Measuring the Effectiveness of Nursing Education
Several years ago, while working in nursing professional development and education, consultant Gen Guanci, MEd, RN-BC, CCRN, realized that she was doing herself and her department a disservice by reporting "productivity" of the nursing education department.
At the time, Guanci was working on reports based on quantitative data—the department conducted 20 classes, for example, serving 200 nurses. (She calls this concept "butts in the seat reporting.")
What they were not doing, she explains, was demonstrating what outcomes those filled seats then led to.
"In other words, what was different as a result of our educational activities?" says Guanci, who is now a consultant with Creative Health Care Management in Minneapolis.
She undertook the task of identifying and explaining that qualitative aspect.
"I linked our department activities to identified desired outcomes of specific education," says Guanci. These outcomes were then linked to the organizations' goals, and even pay-for-performance initiatives.

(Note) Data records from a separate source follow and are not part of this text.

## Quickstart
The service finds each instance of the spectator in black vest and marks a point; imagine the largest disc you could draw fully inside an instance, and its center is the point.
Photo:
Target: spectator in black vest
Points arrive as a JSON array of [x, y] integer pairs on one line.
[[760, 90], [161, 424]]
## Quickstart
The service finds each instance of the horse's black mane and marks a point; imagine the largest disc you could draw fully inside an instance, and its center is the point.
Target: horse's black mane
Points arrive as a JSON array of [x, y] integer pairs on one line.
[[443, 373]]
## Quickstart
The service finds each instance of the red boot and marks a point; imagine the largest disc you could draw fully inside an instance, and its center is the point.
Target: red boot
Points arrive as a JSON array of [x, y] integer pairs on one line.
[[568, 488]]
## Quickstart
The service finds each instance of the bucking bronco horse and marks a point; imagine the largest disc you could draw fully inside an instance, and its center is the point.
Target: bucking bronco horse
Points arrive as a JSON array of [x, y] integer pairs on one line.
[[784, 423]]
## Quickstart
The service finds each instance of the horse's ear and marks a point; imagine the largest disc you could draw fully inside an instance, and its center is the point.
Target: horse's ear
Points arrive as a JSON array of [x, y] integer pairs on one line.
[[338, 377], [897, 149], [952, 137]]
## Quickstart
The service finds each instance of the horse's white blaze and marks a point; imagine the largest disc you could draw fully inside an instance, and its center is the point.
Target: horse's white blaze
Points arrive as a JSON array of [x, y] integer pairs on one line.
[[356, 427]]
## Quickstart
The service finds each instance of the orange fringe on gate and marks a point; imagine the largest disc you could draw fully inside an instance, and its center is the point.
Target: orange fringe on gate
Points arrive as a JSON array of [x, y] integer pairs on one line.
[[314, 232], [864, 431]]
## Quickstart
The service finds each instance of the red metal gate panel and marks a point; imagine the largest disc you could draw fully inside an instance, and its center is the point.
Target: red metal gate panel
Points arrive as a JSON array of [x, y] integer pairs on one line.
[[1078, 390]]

"Many of these are stretch goals or outcomes some educators have a hard time relating their work to," explains Guanci.
For example, say your department holds education classes on computerized physician order entry (CPOE). One of the main reasons organizations implement CPOE is to reduce transcription errors. After your classes, the order transcription rate drops by 66%. This helps validate the critical importance of nursing professional development's role in regards to patient safety and outcomes.
The reason Guanci changed her view on how to demonstrate effectiveness of nursing education comes from her previous organization's experiences on the ANCC Magnet Recognition Program® (MRP) journey and its pursuit of the Baldrige Award.
"The organization I worked for at the time we implemented these concepts was [MRP] designated," says Guanci. "It's not about how many people are in the seats—it's about results."